Here DrJoolz makes notes on the cube of artefactual bonding. Unlike these onyx cubes, this one is imbued with meaning! Spread across time and space, I love this subtle interplay between online and offline activities. I’m reminded of Christo’s umbrella work (also the Gates project), mentioned in Colin and Michele’s chapter on Attention Economics: so, the onyx cube becomes a temporary attention structure (wow!).
Meanwhile back at home I’m reading The Story of Lucy Gault (see my sidebar) and it made me think how I’ve always had this rule with immersive reading that goes like this: if I get to page 100 I’ll then know whether it’s worth finishing or not. Lucy Gault is. Just think, she’s been abandoned by her parents (they think she’s dead); they’re in Europe in a limbo of mourning; she’s grown up and is just about to fall in love and then in the background is the dark and troubled figure of the young man that Captain Gault shot as an intruder when Lucy was much younger. And then I realized, in my 100 page rule, there’s the attention economy of bookspace.

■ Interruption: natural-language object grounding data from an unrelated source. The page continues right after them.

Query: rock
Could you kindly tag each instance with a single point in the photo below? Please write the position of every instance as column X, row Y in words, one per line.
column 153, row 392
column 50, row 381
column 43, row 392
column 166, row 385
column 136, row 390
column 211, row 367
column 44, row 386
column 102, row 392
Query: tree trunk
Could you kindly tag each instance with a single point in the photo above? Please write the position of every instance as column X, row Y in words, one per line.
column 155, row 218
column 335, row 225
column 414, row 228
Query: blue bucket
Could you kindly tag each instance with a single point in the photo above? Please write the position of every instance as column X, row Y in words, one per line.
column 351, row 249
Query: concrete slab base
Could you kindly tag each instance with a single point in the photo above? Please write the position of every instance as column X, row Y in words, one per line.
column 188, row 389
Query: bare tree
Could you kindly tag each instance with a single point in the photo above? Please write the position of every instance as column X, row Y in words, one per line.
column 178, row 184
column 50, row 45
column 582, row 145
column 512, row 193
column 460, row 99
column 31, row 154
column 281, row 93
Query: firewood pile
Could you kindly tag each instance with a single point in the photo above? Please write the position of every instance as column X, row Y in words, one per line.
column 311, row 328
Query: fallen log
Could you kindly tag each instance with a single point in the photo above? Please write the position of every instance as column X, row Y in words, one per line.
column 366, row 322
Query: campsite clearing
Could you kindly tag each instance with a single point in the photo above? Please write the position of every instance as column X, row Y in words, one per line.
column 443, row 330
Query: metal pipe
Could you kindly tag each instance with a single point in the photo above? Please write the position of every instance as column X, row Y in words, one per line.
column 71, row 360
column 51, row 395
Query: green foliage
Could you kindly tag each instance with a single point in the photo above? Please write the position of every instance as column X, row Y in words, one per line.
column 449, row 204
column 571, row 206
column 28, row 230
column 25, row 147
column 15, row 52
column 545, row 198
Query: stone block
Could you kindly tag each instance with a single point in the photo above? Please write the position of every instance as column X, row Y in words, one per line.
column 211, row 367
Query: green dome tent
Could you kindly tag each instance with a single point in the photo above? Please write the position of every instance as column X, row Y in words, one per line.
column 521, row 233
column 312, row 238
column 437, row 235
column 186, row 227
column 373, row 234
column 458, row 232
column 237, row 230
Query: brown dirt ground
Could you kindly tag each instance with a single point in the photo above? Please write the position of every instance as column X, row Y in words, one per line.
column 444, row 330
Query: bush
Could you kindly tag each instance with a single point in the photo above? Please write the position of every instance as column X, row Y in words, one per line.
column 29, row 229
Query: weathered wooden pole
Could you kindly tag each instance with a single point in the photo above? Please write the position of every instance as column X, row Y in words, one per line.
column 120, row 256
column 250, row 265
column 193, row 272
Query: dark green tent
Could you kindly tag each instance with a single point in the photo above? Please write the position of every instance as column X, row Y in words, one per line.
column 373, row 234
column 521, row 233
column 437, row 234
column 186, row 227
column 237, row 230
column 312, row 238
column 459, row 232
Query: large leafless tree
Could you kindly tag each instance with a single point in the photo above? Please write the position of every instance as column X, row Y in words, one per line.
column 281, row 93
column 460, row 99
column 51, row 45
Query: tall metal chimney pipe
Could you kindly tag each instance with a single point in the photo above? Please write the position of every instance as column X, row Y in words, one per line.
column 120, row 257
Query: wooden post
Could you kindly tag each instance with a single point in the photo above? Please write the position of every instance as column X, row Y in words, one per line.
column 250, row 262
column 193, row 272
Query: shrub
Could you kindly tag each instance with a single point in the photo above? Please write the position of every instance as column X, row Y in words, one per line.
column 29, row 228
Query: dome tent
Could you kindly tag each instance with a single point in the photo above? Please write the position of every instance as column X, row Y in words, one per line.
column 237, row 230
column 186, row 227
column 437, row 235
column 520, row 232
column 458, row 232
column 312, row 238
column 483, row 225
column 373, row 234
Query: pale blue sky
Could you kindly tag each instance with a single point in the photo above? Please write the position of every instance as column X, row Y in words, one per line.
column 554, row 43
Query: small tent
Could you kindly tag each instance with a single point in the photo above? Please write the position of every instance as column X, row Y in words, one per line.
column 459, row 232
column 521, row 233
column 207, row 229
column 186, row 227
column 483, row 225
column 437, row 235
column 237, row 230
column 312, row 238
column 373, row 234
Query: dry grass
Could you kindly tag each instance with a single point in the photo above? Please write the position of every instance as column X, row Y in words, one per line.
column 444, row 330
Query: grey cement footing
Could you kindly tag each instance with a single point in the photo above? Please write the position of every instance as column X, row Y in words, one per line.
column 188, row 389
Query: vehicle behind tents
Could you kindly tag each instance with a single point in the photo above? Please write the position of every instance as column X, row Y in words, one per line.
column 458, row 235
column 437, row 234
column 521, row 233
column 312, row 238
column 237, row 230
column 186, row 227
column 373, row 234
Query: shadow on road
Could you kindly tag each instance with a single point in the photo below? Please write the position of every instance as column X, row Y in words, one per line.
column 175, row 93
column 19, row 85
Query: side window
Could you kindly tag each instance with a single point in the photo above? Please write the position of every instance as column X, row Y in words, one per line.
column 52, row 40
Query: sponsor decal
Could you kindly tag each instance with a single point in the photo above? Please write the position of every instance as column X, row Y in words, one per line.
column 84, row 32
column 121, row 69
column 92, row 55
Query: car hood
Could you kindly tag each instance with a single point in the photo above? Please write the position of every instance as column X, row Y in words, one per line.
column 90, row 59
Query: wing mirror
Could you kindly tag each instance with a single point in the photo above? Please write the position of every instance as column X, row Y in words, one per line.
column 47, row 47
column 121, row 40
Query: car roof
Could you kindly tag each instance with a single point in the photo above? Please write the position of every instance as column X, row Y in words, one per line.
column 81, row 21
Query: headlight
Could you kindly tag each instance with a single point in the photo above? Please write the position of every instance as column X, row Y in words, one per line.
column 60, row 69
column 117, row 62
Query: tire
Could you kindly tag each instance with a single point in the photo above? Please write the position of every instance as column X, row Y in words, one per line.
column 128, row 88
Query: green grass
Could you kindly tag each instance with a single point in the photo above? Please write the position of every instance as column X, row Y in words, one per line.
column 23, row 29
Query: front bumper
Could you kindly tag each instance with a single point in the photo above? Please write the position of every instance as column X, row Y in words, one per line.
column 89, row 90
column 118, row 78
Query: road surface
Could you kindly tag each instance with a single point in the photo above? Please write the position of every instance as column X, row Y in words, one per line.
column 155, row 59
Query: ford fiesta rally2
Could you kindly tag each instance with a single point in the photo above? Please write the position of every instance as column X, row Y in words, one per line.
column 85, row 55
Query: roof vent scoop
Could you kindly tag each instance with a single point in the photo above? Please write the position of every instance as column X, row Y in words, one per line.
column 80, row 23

So for movies it’s different. It couldn’t be 100 pages: could it be 10 minutes? I’d like to know. What about a webpage or a blog? Now the good doctor insists that it’s 5 seconds, because she knows about attention economics and checks her site meter stats. But is she blinded by data? I can see her posts on my feed without a visit. Then again sometimes I might pass through, because perhaps she’s got Doug Kellner on her sidebar. Anyway, who says that someone who’s on you’re page is actually there with you? I just flicked back and saw I still had the GreatSouth onyx cubes window open. It’s been there since I started this (longer than usual) post….fascinating thing, this attention economy….are you still there…or did you drift off?